Ancak bir dervişte kıymık gibi içine batan, yutkunamadığı bir üzüntü vardı. Kahramanmaraş'ta deprem olur olmaz kadroları, jandarmayı, polisleri enkazlara süren Süleyman Soylu bürokratlarını ise farklı bir yere göndermişti. Depremde yıkılan tarihi Selçuklu Şekerli Cami'nin enkazından çıkan Peygamber efendimizin (sav) sakalı şerifi aldırıp güvenilir bir yere koydurmuştu. Hakkındaki binlerce tezvirata inanıp, 'bakanlıktan alınsın' kampanyasına diliyle, fikriyle katkı sağladıkları Süleyman Soylu'nun iki eli arasında kalan ellerine baka kalan, utanma üzüntüsü…

'Biz ne yaptık ?' diyerek pişmanlık gösterecek dik yanan varilin yanı başına karların üzerine serilen hasırlar da safa duran bakan Soylu'nun eliyle sağa davet işaretini gördü.

Namaz sonrası vedalaşırken, minnettar olduğu kadar mahcubiyet içinde şunları söyleyiverdi:

-Gece Uykuyu Terk eden Yalnızca Dervişler Sanıyorduk !

Mana ikliminden kısa bir cevap verdi:

-Biz de Rabbimin hizmet kapısının eşiğinde bekliyoruz.

Halbuki bilinmeliydi ki Devlet uyumaz. Feraseti uykudan ağırdır devletin. Bu kadar şerbülentlerin saf saf kümelendiği bir coğrafyada sessizliğin yegane hedefi zamanında, mekanında kimi gün yakasına, kimi gün boğazına kimi günde sırtını dayadığı kodamanlara çökmektir.

Bu başlığı bitirmeden 'derviş' kapı eşiğinde bekleyen demektir.

İmama Darılıp Namazı mı Bırakıyorsunuz ?

Dedim ya bizim taziyemiz, milletin taziyesine karıştı. Taziye dolayısıyla gelen gidenler var. bilenler bilir… Bergamotlu, karanfilli çayımız her zaman var.
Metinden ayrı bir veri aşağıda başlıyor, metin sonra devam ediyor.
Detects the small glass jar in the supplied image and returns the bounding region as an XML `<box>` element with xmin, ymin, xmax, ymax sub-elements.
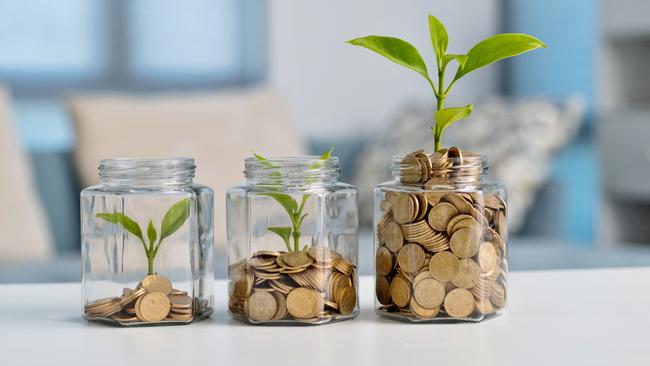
<box><xmin>81</xmin><ymin>158</ymin><xmax>214</xmax><ymax>326</ymax></box>
<box><xmin>226</xmin><ymin>157</ymin><xmax>359</xmax><ymax>324</ymax></box>
<box><xmin>374</xmin><ymin>148</ymin><xmax>508</xmax><ymax>322</ymax></box>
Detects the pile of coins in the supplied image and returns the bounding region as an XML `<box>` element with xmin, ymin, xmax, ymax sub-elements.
<box><xmin>228</xmin><ymin>246</ymin><xmax>357</xmax><ymax>323</ymax></box>
<box><xmin>84</xmin><ymin>274</ymin><xmax>208</xmax><ymax>324</ymax></box>
<box><xmin>375</xmin><ymin>148</ymin><xmax>507</xmax><ymax>320</ymax></box>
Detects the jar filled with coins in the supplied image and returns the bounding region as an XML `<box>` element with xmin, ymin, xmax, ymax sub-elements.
<box><xmin>226</xmin><ymin>156</ymin><xmax>358</xmax><ymax>325</ymax></box>
<box><xmin>375</xmin><ymin>147</ymin><xmax>508</xmax><ymax>322</ymax></box>
<box><xmin>81</xmin><ymin>158</ymin><xmax>214</xmax><ymax>326</ymax></box>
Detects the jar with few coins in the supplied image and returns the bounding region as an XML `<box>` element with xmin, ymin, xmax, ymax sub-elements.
<box><xmin>81</xmin><ymin>158</ymin><xmax>214</xmax><ymax>326</ymax></box>
<box><xmin>374</xmin><ymin>147</ymin><xmax>508</xmax><ymax>323</ymax></box>
<box><xmin>226</xmin><ymin>157</ymin><xmax>359</xmax><ymax>325</ymax></box>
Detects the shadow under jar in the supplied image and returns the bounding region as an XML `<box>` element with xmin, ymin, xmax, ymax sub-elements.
<box><xmin>374</xmin><ymin>147</ymin><xmax>508</xmax><ymax>322</ymax></box>
<box><xmin>226</xmin><ymin>157</ymin><xmax>359</xmax><ymax>325</ymax></box>
<box><xmin>81</xmin><ymin>158</ymin><xmax>214</xmax><ymax>326</ymax></box>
Nasibi olan varsa günü ise tarhana çorbamız da var. Sol partinin yönetim kadrosu çıkacaktı ki Milli Görüş geleneğinden çok sevdiğim şimdi ise Erdoğan'ı destekleyen bir dostum çıkageldi. Onları görünce 'Abi hayırdır?' dedi.

Tane tane cevap verdim:

-Bizim dergaha gelenlere 'niye geldin, ne istiyorsun?' denilmez. Çaylarını yudumlayıp, çorbalarını içtiler. Elbette ki sayın Kılıçdaroğlu'nun adaylığını sordular. Dilim döndüğünce anlattım.

-Abi yoksa sende mi Erdoğan'ı terk ettin dedi? Bu kadar çileden sonra terk etsen haksız değilsin!

-Öyle değil !

Bir hatıramı paylaştım.

Yıllar önce sohbet esnafından biri; cennetmekan Erbakan Hocam'a 'Hocam size çok darılmıştım. Ben de gittim onları destekledim' dedi.

Hocam tebessüm etti. Şu yorumu yaptı:

-Be aziz kardeşim… İmama darıldın diye camiye gitmeyip namazı, niyazı mı terk ediyorsun? Cemaat varken kenarda namaz mı kılıyorsun? Lidere darıldın diye cihadı mı terk ettin, ediyorsun? Bilmez misin; lidere sadakat imanımızdandır.

Hatırayı naklettim.

'Anlamadım abi ?' dedi.

Ben de 'Kelamın kısa olanı makbuldür. Anlayan anladı. Sultanım bizi anladı' dedim.